In January 2013 Jennifer and I flew to London to interview for jobs and came away with positions at the International School of Stuttgart, so going in I knew the 2013 edition of the annual KAUST bike race was going to be my last. Although I'd ridden my '86 Nobilette road bike for each of the previous editions of the race, this time I decided to run an informal experiment and ride my 2009 Scott Plasma, the same one I'd ridden in Port Elizabeth and Kona, the one I'd gotten from my buddy Scott Tucker, who in turn had purchased it from a guy who'd had it a year.  Every other KAUST cyclist of repute was on a carbon fiber steed of some variety, so rather than trot out the same steel bike once again, I decided to somewhat meet them on their own technological terrain and for a change ride a bike that was made in the same century as theirs.  And, just to add spice to the race and get a good workout, I decided before the gun to attack early on and let the chips fall where they may.  Nine laps and 25 or so minutes later I found myself lapping the field and still going strong, ahead by 3 minutes.  The extra calcium I'd taken the previous 24 hours had staved off the dreaded cramping, now a regular feature of my life, and the modest miles of training had proved just enough to hold the 42 - 44 kph pace.
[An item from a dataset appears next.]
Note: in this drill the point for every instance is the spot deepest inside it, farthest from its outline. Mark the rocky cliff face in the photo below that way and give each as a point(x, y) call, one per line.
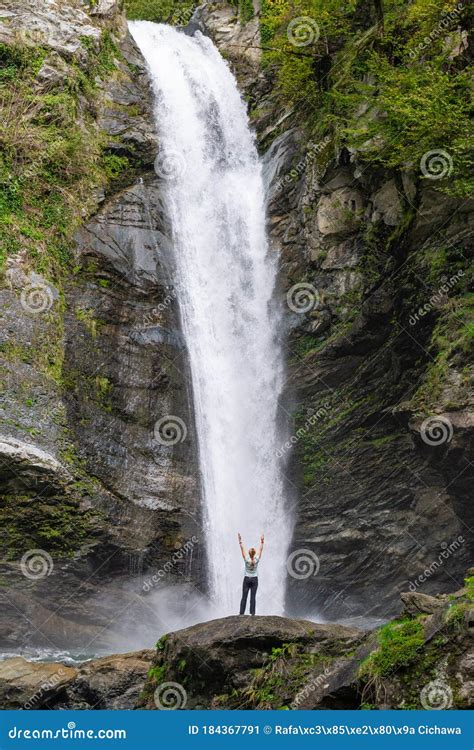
point(423, 660)
point(94, 485)
point(374, 269)
point(375, 277)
Although I was older than I'd ever been, had just battled cancer, had only ridden a few times a week and never pedaled longer than an hour at a go, being on a carbon fiber bike made all the difference and emphasized once again what a huge difference this technology has meant for the sport of triathlon (not to mention all cycling sports).  Instead of gaining seconds over the course of the race on a steel bike, I was gaining minutes, or the equivalent of about 20 seconds per lap, or around 18 seconds per mile.  Looking at the differential between steel and carbon fiber, this time gap would grow to 25 or 30 minutes over the course of an Ironman-distance bike leg, underscoring once again the predominant time savings over the course of the race for most triathletes.
Apart from being more crowded than it was in the '80s, the swim at Kona hasn't changed much.  Same for the run; apart from a different course, triathletes still have to slog through 42+ km of the marathon.  The cycling leg, on the other hand, is vastly different than it once was, delivering many riders a half hour or more faster to the run than it would have two or more decades ago - all thanks to cycling technology.  I'll write more about this evolution in pedaling revolutions shortly and what, in part, this means for the sport.  For now, suffice it to say that the bike allows guys like Kevin and me to compete as well as, if not better than, the guys we were a generation ago.